Techno-Economic and Environmental Analysis of a Hybrid Power System Formed From Solid Oxide Fuel Cell, Gas Turbine, and Organic Rankine Cycle

Abstract

Abstract Distributed energy technology is an essential pathway for future advancements in the field of energy technology. In the present study, organic Rankine cycle (ORC) is integrated with solid oxide fuel cell (SOFC)-gas turbine (GT) hybrid power system. The conventional metrics employed for assessing the performance of SOFCs, gas turbines, and organic Rankine cycles, such as voltage and gross real efficiencies, have some limitations as indices of merit. Contemporary second law concepts and economic and environmental analysis have been used to enhance hybrid power system evaluation.
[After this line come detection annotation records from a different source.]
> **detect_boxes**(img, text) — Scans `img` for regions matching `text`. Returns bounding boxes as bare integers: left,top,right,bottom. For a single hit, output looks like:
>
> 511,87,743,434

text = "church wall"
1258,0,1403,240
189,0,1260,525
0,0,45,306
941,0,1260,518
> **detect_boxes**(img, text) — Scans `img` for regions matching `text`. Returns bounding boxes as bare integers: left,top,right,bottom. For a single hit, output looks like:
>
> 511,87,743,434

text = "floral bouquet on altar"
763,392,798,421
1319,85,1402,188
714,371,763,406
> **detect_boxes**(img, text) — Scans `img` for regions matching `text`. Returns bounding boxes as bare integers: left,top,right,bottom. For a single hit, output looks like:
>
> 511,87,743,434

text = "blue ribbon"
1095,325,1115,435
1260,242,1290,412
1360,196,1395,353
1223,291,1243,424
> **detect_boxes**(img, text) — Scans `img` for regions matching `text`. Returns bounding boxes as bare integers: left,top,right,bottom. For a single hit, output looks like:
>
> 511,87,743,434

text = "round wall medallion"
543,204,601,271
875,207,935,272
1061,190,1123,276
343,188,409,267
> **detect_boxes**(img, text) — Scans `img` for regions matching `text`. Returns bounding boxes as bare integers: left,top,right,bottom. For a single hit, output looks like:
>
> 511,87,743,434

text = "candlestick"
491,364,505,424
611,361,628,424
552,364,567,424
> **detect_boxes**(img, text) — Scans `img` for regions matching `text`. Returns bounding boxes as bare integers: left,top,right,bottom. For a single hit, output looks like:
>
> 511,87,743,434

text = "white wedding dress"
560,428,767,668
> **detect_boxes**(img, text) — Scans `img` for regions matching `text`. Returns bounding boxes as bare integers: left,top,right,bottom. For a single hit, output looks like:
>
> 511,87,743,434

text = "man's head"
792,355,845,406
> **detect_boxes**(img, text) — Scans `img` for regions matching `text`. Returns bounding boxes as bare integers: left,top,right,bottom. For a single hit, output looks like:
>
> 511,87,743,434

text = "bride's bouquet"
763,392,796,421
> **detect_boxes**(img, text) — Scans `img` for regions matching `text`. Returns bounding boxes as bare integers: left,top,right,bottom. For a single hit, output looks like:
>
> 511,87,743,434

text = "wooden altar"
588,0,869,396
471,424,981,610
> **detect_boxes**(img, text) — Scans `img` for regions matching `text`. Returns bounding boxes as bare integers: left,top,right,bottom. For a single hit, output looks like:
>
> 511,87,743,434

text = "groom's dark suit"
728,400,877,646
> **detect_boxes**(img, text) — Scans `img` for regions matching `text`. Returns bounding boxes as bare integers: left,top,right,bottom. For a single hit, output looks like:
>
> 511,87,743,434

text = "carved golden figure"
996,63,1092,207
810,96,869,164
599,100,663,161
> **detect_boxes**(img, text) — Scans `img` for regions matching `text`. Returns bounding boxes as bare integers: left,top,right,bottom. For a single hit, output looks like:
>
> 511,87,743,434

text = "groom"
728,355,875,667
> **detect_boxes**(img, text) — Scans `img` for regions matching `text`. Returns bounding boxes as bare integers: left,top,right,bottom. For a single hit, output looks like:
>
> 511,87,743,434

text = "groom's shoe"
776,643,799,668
R1233zd(E) has been selected as the ORC working fluid. The outcomes reveal that, under certain conditions, the present configuration may reach 55.67% energy efficiency and 53.55% exergy efficiency. Economic and environmental analysis shows that the hybrid system's total cost rate and Emissions of CO2 gas (EMI) under design conditions are 36.09 $/h and 355.8 kg/MWh, respectively. Thermodynamic evaluation of present SOFC-GT-ORC configuration shows 11.72% improvement in exergy efficiency compared to hybrid SOFC-GT cycle. Consequently, the hybrid SOFC-GT-ORC system is far better than the hybrid SOFC-GT system. In the future, other ORC fluids like R123, R601a, and R245fa can be used as ORC fluids.